The pattern applies beyond simulation. Anytime you’re generating structured, diverse data from high-level descriptions—synthetic training data for ML, test cases for software, procedural content for games, digital twins for organizations—you face the same problem.

Standard approach: write custom generators for each domain. Our approach: build an Architect that generates specs, build a Sampler that executes them. Separation of concerns. Portability. Inspectability. This is how you scale.

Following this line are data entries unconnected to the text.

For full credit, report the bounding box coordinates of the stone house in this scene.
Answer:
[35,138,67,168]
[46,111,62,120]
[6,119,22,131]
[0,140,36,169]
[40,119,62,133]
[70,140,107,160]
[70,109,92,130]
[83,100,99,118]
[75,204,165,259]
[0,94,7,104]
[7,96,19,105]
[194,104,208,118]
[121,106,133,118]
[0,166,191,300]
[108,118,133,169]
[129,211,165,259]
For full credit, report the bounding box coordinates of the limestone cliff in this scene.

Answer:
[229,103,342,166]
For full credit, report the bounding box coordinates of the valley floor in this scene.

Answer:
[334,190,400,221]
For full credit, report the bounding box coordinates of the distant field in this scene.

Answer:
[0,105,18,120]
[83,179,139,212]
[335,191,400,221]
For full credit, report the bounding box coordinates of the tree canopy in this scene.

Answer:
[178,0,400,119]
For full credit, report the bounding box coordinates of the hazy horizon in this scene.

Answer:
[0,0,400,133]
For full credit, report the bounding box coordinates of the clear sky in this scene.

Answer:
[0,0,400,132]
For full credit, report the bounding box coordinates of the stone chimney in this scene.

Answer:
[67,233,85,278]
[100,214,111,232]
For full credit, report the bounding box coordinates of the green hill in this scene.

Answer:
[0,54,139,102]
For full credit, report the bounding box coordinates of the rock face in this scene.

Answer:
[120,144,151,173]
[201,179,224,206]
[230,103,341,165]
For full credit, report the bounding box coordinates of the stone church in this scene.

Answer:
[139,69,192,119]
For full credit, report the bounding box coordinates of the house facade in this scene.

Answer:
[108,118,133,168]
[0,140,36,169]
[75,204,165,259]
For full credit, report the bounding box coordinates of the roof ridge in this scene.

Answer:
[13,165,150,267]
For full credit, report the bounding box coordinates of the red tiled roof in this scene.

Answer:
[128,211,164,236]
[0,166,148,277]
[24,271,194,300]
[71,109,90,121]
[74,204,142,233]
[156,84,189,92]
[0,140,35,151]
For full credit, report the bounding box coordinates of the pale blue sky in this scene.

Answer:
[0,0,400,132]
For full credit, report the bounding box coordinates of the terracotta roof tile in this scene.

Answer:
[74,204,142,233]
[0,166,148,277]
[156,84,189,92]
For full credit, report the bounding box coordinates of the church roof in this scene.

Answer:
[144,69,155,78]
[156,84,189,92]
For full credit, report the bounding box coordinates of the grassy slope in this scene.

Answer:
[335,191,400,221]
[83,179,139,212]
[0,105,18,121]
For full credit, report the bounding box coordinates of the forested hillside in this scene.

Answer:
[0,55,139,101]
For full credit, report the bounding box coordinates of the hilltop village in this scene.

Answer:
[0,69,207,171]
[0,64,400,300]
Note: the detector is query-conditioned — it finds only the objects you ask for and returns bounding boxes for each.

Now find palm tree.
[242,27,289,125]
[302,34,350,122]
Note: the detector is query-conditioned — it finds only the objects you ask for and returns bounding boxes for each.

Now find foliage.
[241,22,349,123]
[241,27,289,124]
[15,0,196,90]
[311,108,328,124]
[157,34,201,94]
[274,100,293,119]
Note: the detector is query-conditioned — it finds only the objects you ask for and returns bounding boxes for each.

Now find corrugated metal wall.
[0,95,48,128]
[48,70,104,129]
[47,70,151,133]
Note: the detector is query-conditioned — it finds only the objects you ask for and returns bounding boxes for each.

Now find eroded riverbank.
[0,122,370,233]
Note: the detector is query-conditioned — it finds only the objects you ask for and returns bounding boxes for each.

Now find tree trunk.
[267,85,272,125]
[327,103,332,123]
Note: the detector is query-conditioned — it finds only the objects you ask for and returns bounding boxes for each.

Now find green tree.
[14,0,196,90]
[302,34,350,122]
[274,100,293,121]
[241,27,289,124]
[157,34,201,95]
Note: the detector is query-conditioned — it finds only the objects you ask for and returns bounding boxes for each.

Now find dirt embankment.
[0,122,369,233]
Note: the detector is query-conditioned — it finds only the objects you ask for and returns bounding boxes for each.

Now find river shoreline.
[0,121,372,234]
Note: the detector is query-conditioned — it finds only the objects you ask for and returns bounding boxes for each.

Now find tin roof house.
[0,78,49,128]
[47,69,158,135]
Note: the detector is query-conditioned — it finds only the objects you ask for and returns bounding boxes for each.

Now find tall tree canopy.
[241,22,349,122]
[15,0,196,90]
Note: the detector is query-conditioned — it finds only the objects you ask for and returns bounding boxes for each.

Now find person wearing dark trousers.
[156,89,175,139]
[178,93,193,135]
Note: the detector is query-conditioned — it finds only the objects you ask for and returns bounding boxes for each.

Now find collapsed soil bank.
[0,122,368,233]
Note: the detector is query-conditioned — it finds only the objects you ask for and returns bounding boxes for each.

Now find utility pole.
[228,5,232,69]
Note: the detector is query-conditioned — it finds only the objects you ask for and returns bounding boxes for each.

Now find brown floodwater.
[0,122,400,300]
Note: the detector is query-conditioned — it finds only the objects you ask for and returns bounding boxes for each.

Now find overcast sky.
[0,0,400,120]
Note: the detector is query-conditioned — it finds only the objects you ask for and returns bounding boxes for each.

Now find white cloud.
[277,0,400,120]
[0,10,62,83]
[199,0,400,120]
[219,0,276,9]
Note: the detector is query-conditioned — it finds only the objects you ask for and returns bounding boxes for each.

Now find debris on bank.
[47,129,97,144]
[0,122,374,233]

The architecture is live. Architect does LLM-driven research and generates YAML specs with base/overlay. Sampler implements three strategies—independent, derived, conditional—with topological sort. Specs are 100-200 lines, human-readable, version-controllable.

The specs we generate today will work with future samplers. GPU-accelerated, distributed, streaming. That’s the promise of IR. You don’t rewrite your C++ when you upgrade from x86 to ARM. You don’t rewrite your population specs when you upgrade your sampling backend.

The Meta-System Pattern

This isn’t “a better way to generate agents.” It’s a different kind of system—one that generates systems.

Most engineers solve problems. Senior engineers build systems. We’re building systems that build systems.

The LLM doesn’t generate agents. It generates the specification. The specification generates the agents. That’s the difference between tooling and infrastructure.

Entropy is under active development.